This Car Has a Hidden Toilet Under the Seat — And You Can Activate It by Voice

Your Next Road Trip Car Might Come With Its Own Bathroom

We’ve all been there. You’re cruising down the highway, miles from the nearest exit, and nature decides to make an urgent announcement. It’s one of those universal driving experiences that nobody talks about but everybody dreads. A Chinese automaker thinks it finally has the answer — and it involves a toilet hidden underneath your passenger seat.

Seres, the Chongqing-based electric vehicle manufacturer behind the Aito brand, has officially received a patent for an in-car toilet system. Filed in April 2025, the patent was granted authorization number CN224104011U on April 10, 2026. Whether or not it ever reaches actual production remains to be seen, but the engineers clearly put serious thought into the concept.

A Surprisingly Clever Design

At its core, the system works like a drawer built into the floor of the vehicle. A compact toilet unit sits mounted on a sliding rail assembly beneath the passenger seat, tucked completely out of sight when not in use. When nature calls, passengers can slide it out manually — or, in the most hands-free touch of all, activate it using the car’s voice command system.

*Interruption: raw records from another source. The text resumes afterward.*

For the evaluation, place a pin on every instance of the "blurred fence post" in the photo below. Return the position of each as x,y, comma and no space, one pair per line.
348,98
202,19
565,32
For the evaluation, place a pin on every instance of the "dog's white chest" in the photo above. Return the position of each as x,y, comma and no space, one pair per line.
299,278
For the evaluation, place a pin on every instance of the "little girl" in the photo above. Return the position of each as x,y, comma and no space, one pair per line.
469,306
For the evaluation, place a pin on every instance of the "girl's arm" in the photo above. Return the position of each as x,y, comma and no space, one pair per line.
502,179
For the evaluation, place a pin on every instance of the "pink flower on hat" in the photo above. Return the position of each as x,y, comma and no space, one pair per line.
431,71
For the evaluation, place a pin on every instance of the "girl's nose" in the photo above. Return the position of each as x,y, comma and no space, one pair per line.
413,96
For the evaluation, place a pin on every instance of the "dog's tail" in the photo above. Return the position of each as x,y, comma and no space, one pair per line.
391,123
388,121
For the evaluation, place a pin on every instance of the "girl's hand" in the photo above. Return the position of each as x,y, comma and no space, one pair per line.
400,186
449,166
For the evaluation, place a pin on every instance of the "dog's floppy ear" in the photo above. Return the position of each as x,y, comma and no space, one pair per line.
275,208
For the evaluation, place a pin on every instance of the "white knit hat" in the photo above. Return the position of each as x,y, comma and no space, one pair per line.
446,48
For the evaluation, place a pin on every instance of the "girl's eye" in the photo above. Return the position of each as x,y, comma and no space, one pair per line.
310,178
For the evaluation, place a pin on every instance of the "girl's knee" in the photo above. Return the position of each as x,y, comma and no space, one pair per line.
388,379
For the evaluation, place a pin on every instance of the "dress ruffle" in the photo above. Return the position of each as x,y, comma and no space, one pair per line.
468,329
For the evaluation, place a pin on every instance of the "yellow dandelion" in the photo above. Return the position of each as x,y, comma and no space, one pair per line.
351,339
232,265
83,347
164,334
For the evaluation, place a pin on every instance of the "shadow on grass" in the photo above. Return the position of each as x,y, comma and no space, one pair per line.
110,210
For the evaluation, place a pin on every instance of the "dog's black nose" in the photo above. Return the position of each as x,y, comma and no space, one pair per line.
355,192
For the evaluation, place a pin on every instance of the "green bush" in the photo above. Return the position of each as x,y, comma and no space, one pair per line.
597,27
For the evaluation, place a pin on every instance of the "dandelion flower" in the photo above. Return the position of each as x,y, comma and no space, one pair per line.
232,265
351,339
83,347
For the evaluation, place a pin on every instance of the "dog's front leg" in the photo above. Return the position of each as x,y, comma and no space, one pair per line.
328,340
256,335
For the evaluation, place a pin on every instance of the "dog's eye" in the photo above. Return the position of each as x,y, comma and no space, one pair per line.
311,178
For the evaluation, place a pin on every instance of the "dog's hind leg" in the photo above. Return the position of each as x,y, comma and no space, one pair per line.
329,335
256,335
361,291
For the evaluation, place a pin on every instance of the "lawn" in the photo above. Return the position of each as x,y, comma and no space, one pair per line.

That last detail might be the most remarkable part of the whole concept. The idea of telling your car to “open the toilet” with the same casual tone you’d use to change a song is either deeply futuristic or deeply unsettling, depending on your perspective.

Once deployed, the unit functions similarly to what you’d find in a motorhome or long-distance coach. Waste is collected in an onboard storage tank that requires manual emptying between uses. To keep things from getting unpleasant, the system includes a rotating heating element that evaporates liquid waste and dries solid matter, along with a fan and exhaust pipe designed to channel odors out of the vehicle entirely. Tailgating an Aito on the highway may become something people think twice about.

Why This Actually Makes Sense in China’s EV Market

To understand why an automaker would pursue this idea, you need to understand just how competitive China’s electric vehicle landscape has become. With dozens of brands fighting for the same buyers, automakers have increasingly turned to unconventional features to stand out. Built-in massage seats, karaoke systems, mini-fridges — these are no longer novelties in Chinese EVs, they’re selling points.

An in-car toilet fits neatly into that strategy, particularly for buyers who take long road trips, go camping, or live in areas where rest stops are sparse. Seres specifically cited these scenarios in its patent filing, framing the toilet as a practical solution for extended drives rather than a gimmick.

The space-saving approach also makes engineering sense. Electric vehicles already sacrifice underfloor real estate to battery packs, making extra features harder to integrate. By converting dead space beneath a seat into functional storage for the toilet unit, the design avoids eating into cabin room or cargo capacity.

The Challenges Still Ahead

Of course, patents are not the same as production vehicles, and this idea faces some real-world hurdles. Drainage and waterproofing in a tight chassis present genuine engineering challenges. The longevity of a sliding rail mechanism built to survive years of daily use is another question. And then there’s the matter of smell — even with fans and heating elements, keeping a car-sized space truly odor-free is a tall order.

Beyond the mechanical challenges, there’s also the human factor. Using a toilet inside a quiet, enclosed vehicle — particularly a near-silent EV — is a different experience than ducking into a gas station restroom. Privacy, noise, and simple social awkwardness could make adoption difficult regardless of how well the engineering works.

This isn’t even the first time an in-car toilet has existed, technically speaking. A custom Rolls-Royce Silver Wraith from the 1950s reportedly featured one beneath the passenger seat. The idea has been around for decades — it just hasn’t caught on yet.

Whether Seres’ version changes that remains to be seen. For now, it’s one of the more creative solutions to one of driving’s oldest problems.